Maandagochtend 20 april 2020, een nieuwe week dus nieuwe kansen. En ook nu weer een ´kennisparel´, deze keer over ´the effectiveness of asset-focussed interventions against organised crime´. In Nederland beter bekend als het concept van ontnemen / afpakken / plukken van crimineel vermogen. De liefhebber wordt verwezen naar het recente proefschrift van Edwin Kruisbergen, waarin hij onder meer een mooi overzicht geeft van het bereik en de toepassing van het concept van ontneming van crimineel vermogen in Nederland:

https://wodc.nl/binaries/Kruisbergen_dissertation_full%20text_tcm28-237785.pdf

Inleiding

´Misdaad mag niet lonen´ is de slogan die in Nederland wordt gebruikt bij de aanpak van georganiseerde criminaliteit. Afpakken is een belangrijk onderdeel van de strijd tegen de georganiseerde criminaliteit. De veronderstelling hierbij  is dat geld de drijfveer is van bijna alle georganiseerde  criminaliteit. Door dit af te pakken raak je de crimineel op een gevoelige plek. Zo voelt hij of zij dat misdaad niet loont. En zo voorkomen we dat criminele winsten worden geherinvesteerd. Dat is de ´beleidstheorie´. Uit de zaken waarin voordeel wordt ontnomen blijkt dat vaak kleine bedragen worden afgenomen, en soms grote. 80% van de opbrengsten komt van 20% van de zaken. Het is aannemelijk dat dit vooral komt doordat criminaliteit extreem scheef is verdeeld: heel veel kleine vissen, nogal wat middelgrote en weinig echt grote vissen. Het totale resultaat in de ontnemingsopbrengst blijkt grotendeels gevoelig voor de mate waarin het lukt de heel grote vissen te vangen. Niet het áántal ontnemingen tikt dus aan, maar de geslaagde aanpak van de grote misdaad waar zeer veel geld omgaat. Dit is de eerste voorwaarde voor het realiseren van veel opbrengst. Mijn oud-collega Bert Berghuis en ondergetekende maakten daar ooit de bijgesloten kritische beschouwing over.

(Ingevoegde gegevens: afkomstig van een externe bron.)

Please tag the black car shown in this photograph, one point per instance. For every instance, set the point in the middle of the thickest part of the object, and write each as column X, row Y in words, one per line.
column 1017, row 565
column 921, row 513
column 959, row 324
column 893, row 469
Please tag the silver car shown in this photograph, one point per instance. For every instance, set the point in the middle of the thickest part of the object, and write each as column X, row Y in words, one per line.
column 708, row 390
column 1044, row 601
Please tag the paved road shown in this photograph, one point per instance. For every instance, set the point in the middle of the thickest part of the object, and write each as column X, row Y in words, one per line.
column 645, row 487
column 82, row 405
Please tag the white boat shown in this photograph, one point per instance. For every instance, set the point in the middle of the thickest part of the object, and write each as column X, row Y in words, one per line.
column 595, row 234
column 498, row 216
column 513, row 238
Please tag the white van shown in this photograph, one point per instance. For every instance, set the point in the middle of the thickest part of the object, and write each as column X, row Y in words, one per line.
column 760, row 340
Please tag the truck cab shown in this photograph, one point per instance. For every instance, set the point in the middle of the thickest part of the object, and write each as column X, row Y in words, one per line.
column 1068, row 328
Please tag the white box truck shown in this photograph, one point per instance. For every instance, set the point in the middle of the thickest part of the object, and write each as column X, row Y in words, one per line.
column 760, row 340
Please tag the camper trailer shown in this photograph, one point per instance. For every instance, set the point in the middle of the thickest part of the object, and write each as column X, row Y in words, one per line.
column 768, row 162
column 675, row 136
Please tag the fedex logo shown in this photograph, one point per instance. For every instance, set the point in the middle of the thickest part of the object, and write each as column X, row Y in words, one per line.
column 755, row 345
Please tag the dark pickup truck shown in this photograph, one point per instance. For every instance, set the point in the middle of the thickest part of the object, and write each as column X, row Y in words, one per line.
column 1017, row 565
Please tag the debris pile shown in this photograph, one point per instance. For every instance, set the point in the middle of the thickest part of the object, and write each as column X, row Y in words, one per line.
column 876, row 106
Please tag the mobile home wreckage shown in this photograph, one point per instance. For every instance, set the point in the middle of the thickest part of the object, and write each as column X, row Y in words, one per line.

Omdat grote opbrengsten alleen bij grote fraudes en grote georganiseerde misdaad te halen zijn, gaat het om een relatief beperkt aantal ontnemingen die er toe doen. Dat doet het aantal forse ontnemingen fors fluctueren, afhankelijk van toevalligheden wat in ene specifiek jaar voorvalt. De totale opbrengst is daarmee ten principale wisselvallig.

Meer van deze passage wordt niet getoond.